As Norman remarked in his E-Mail, so far we have usually focused our time on creating components for a particular scenario and arranging them to perform a certain task. Since time is what we mainly lack most not all components are as well tested as we would like them to be. The components which basically form the foundation of Genode (base and os) are getting preferential treatment in that regard, though. That said, the more you move away from the components that form the foundation, the more it gets difficult for us to test them and it is more likely that the component in question “does not get much love”. For instance drivers are a problem because we can only test them on hw we actually have at our disposal. That is the part where it is instrumental and more than welcome to have the community test them on unknown hw. Therefore, if someone reports a problem we try to fix it as time permitts. To simplify this process it is helpful to provide as much information as possible (used version of Genode, kernel, …) (²).
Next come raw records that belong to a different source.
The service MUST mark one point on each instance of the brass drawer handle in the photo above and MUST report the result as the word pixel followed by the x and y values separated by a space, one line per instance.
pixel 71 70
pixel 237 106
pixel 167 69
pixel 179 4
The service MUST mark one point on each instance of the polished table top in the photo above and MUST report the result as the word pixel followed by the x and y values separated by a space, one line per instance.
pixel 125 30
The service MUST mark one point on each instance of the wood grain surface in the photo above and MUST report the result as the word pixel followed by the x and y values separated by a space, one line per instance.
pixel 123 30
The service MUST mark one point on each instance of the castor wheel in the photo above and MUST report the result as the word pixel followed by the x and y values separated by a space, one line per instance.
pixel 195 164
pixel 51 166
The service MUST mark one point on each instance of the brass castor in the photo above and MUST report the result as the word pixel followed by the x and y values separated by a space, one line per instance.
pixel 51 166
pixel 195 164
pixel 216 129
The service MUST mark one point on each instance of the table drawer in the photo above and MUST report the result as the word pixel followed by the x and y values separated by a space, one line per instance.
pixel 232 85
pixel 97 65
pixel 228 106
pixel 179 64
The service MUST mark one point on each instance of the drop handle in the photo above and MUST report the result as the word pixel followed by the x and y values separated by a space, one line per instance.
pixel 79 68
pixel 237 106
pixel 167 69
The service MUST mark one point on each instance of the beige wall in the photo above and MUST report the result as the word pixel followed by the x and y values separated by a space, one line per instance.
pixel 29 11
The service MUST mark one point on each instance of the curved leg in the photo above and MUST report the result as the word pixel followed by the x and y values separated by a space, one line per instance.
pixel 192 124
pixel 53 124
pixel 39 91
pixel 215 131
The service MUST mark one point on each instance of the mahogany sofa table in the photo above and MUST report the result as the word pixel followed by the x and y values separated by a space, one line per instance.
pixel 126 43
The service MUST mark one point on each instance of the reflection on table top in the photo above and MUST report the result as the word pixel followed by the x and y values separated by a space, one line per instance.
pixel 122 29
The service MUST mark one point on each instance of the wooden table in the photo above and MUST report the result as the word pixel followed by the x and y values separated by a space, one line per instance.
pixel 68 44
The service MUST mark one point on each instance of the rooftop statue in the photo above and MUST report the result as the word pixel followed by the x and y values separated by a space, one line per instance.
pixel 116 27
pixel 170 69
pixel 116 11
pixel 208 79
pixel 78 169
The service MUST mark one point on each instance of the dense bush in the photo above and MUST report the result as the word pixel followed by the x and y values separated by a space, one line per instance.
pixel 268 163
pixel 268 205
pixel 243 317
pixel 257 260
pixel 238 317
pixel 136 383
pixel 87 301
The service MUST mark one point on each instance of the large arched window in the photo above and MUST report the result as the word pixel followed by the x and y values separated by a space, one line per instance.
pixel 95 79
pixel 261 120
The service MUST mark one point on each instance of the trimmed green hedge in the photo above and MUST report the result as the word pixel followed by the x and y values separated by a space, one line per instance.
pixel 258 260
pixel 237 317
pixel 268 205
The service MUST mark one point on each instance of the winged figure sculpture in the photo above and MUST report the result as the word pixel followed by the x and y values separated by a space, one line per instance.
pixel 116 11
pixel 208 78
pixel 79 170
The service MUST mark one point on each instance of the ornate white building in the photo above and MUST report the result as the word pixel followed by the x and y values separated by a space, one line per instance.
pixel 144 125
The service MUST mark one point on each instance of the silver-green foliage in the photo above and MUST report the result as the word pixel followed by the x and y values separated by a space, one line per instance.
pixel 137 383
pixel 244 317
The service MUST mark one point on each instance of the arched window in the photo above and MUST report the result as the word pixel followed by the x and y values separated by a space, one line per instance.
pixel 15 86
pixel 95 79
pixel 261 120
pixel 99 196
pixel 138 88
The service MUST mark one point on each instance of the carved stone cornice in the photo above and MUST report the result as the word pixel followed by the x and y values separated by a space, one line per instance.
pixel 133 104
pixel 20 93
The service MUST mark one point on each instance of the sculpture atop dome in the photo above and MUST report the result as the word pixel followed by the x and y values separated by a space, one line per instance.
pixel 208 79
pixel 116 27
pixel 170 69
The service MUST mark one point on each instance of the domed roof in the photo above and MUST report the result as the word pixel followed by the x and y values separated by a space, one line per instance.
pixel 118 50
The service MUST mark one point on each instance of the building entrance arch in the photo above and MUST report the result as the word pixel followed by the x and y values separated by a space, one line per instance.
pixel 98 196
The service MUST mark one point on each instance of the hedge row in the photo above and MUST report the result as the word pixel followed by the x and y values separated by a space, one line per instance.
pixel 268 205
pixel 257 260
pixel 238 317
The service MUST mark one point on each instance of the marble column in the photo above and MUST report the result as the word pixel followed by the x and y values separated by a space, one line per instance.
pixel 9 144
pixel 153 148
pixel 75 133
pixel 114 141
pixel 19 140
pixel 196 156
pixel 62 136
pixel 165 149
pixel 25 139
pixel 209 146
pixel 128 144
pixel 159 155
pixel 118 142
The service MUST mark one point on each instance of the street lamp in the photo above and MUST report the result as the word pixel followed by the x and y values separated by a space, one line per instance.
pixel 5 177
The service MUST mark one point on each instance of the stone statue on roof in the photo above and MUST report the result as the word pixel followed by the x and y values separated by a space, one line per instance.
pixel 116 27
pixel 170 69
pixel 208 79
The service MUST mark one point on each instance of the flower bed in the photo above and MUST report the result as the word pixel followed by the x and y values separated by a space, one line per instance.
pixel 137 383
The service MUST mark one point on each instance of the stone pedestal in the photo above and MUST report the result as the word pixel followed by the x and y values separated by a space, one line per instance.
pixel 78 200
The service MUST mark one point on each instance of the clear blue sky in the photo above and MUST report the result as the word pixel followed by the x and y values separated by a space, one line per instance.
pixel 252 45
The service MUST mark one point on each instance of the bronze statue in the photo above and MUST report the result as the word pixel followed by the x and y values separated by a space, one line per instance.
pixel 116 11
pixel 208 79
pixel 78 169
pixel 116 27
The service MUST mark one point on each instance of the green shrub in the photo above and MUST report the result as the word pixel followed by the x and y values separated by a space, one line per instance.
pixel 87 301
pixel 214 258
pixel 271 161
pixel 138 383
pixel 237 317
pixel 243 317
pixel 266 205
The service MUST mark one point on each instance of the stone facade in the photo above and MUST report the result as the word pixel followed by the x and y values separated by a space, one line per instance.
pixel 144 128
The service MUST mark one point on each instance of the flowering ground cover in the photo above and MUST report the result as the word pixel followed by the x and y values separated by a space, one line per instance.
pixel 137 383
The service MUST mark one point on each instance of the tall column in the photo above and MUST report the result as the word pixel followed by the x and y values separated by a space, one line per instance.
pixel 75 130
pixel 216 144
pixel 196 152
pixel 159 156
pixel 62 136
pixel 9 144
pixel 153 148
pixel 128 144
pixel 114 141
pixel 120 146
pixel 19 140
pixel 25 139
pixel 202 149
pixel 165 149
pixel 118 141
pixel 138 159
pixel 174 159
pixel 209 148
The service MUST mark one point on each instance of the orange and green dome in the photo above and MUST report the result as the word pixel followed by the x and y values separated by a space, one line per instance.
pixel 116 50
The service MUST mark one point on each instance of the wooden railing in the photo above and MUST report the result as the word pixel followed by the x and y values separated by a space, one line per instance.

Now, at this point let us talk about the documentation since it should help a user to provide the information and to use the system and OTOH a developer to work with Genode. To sum up your remarks about it I would call the current stage merely inconvenient regarding its accessability. The API description mostly deals with the foundation of Genode whereas most features are described in the release notes. This makes accessing the information one seeks arguably laborious. It also is to some extend only valid for the corresponding master branch (³). (To be honest, I personally look more at the source code than the actual documentation itself and therefore do not know at which point it currently is outdated). If the real documentation(⁴) is out-dated or inaccurate, please point out where so we can fix it. Likewise, if there is something that is not as clear as it should be, I encourage you to bring it to our attention.
All in all reading your and the other E-Mails regarding this topic, I think we are on the right track for planing the next year. We already discussed internally to provide access to our buildbot and autopilot log files for the Genode community which apparently is desired. Making the system as a whole more accessible goes hand in hand with addressing the currently voiced issues.
Cheers Josef
(¹) To get a bit more technical we use the well-known buildbot tool for building all components and use our own autopilot tool afterwards to execute the scenarios. The testing facility consists of several ARM boards (among others, Arndale, Panda boards and by now even a RPI) as well as a few common x86 machines ranging from older c2d to i-core series 3rd generation hw.
(²) In that regard I treat a log file of the executed scenario as mandatory and the used run script as sufficient information. Providing the run script enables us to examine the issue more directly and on certain accounts it can be turned into a regression test.
(³) Therefore it makes the life of an developer easier if he/she works with the master branch only.
(⁴) Altough we document the current state of Genode comprehensively in the release notes, these are merely a timed snapshot that tend to be treated as documentation, IMHO.
PS:
Regarding your problems with the blkcache and rump_fs, we are aware of certain issues with this combination and the reason why it is not already fixed is, alas, simply a lack of time and priority. We do not trigger this behaviour in our current use cases or — for better or the worse — are able to mitigate its effects, therefore it gets a low priority. Since it has a low priority someone will eventually work on fixing it when time permitts. Sure — that is suboptimal but that is sadly just the way it (currently) is. Well in any case, rest assure that it has a higher priority by now.